Malachi’s voice buzzed urgently in her ear. ‘What happened?’

Ellie replied with unusual calm. ‘I broke the anti-grav. I’m twenty metres up. I cleared the canyon.’

‘You’re not supposed to do that.’

‘I know! I’m going to crash, Mal.’

‘Impellers will be back in fifteen seconds.’

‘I’m going to hit the ground in ten.’

‘Open flaps and landing gear, anything to create drag and slow down.’

‘That won’t work.’

‘It will, you need to slow down.’

‘I need to go faster.’

‘Ellie, you can’t- ‘

‘Trust me! No time to explain!’

The skimmer passed the zenith of its climb and began to fall. There was no time to panic, so Ellie concentrated on not crashing.

At fifteen metres, Ellie calmly, quickly and methodically ran through checks and hit controls in sequence to fire up the anti-grav cushion before she hit the ground.

The warning buzzer sounded again.

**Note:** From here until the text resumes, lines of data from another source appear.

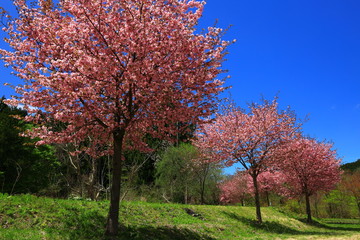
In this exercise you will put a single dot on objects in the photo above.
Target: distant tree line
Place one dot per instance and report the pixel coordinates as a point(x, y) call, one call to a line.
point(166, 174)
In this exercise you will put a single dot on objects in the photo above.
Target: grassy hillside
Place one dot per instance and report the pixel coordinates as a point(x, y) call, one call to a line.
point(30, 217)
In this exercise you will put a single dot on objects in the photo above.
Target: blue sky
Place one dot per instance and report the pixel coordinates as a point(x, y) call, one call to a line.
point(306, 51)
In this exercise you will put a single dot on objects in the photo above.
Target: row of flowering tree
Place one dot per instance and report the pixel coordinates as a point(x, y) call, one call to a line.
point(113, 71)
point(269, 146)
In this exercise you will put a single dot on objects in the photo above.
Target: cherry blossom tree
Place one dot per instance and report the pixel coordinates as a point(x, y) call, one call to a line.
point(248, 138)
point(235, 189)
point(113, 70)
point(268, 181)
point(309, 166)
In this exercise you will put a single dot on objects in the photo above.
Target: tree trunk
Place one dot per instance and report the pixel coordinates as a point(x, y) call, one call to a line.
point(257, 199)
point(308, 209)
point(268, 198)
point(112, 224)
point(202, 191)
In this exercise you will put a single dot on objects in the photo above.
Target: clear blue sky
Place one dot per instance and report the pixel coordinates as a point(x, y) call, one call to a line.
point(306, 51)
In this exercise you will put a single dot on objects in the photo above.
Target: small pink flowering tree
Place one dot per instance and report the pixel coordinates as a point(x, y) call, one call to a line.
point(248, 138)
point(113, 70)
point(235, 189)
point(308, 166)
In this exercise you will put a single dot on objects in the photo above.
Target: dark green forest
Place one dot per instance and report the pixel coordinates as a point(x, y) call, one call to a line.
point(166, 174)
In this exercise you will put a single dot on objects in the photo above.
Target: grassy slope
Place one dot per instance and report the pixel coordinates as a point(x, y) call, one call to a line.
point(29, 217)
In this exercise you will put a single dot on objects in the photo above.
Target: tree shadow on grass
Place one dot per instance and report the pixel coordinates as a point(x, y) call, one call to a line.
point(90, 225)
point(274, 227)
point(160, 233)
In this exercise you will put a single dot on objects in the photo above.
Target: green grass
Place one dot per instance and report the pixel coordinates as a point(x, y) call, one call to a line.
point(30, 217)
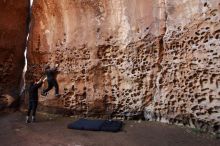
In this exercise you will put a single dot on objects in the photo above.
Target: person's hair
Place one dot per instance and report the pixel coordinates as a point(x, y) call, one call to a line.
point(31, 83)
point(47, 67)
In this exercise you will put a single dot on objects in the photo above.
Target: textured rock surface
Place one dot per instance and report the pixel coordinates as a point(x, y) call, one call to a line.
point(105, 51)
point(124, 57)
point(188, 84)
point(13, 23)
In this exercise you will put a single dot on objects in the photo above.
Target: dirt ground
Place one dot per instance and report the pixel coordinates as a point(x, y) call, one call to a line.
point(50, 130)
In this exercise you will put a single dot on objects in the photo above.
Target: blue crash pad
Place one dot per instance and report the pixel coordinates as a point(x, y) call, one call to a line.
point(96, 125)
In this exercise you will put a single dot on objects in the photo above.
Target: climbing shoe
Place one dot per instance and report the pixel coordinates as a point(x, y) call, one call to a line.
point(44, 94)
point(33, 119)
point(27, 119)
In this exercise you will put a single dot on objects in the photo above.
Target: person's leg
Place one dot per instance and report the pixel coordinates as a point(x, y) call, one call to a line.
point(30, 107)
point(49, 87)
point(35, 103)
point(56, 87)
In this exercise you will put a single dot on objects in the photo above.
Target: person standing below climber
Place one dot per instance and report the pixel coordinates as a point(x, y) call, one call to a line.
point(33, 99)
point(51, 80)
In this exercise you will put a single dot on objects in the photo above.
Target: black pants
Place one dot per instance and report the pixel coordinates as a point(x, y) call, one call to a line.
point(32, 107)
point(52, 83)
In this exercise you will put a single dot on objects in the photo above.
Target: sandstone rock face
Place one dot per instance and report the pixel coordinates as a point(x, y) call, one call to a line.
point(105, 51)
point(13, 23)
point(188, 83)
point(128, 57)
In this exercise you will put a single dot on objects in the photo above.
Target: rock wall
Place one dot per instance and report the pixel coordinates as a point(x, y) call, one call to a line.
point(188, 83)
point(105, 51)
point(129, 58)
point(13, 24)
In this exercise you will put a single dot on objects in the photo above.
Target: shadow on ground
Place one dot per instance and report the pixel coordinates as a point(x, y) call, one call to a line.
point(51, 130)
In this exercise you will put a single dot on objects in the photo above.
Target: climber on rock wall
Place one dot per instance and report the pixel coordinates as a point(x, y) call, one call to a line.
point(51, 80)
point(33, 99)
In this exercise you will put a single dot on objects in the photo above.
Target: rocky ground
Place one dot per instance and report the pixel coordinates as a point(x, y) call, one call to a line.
point(51, 130)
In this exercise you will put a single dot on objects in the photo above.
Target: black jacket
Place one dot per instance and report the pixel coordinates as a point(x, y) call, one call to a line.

That wasn’t going to work.

At ten metres, impact warnings shrieked their concern.

‘I know, I know,’ Ellie told the skimmer, as if it was nothing more than a minor annoyance. Below her the race had moved on, following the canyon to the left. She tried to steer back but the skimmer wasn’t an aircraft or a zero-g racer. It didn’t move in the same way.

The ground raced up to meet her. Impact was seconds away.

At five metres, Ellie levelled out the skimmer’s path. She counted three more seconds, then aimed at the ground and accelerated.

‘Ellie…’ said Malachi’s voice in her ear.

The buzzer was screaming now. She killed it and held her course.

Four metres.

Three metres.

Two metres.

She nudged a correction and held her breath. This was going to work, or the race was over.

One metre. Ellie squeezed her eyes shut. Looking now wouldn’t do her any good.

Zero metres.

Negative one metres.

Negative two metres.

Negative three metres.

The cockpit chimed. The impellers came back on line.

The skimmer bottomed out against the rock floor of another canyon. The invisible force generated by the impellers cushioned Ellie from the worst of the impact, but white-yellow sparks still sprayed behind her.

Ellie bounced around the cockpit as the skimmer bounced around the canyon, but she fought the controls and won. Certain that Jayce wouldn’t mind a few scrapes and dents, she whooped with excitement.

‘Ellie?’ Malachi’s sounded worried.

‘I’m a genius!’

‘You’re lucky there was another canyon so close.’

‘Luck’s got nothing to do with it, Mal.’

‘Well don’t get ahead of yourself, professor. You’re not out of this yet. That canyon’s a dead end.’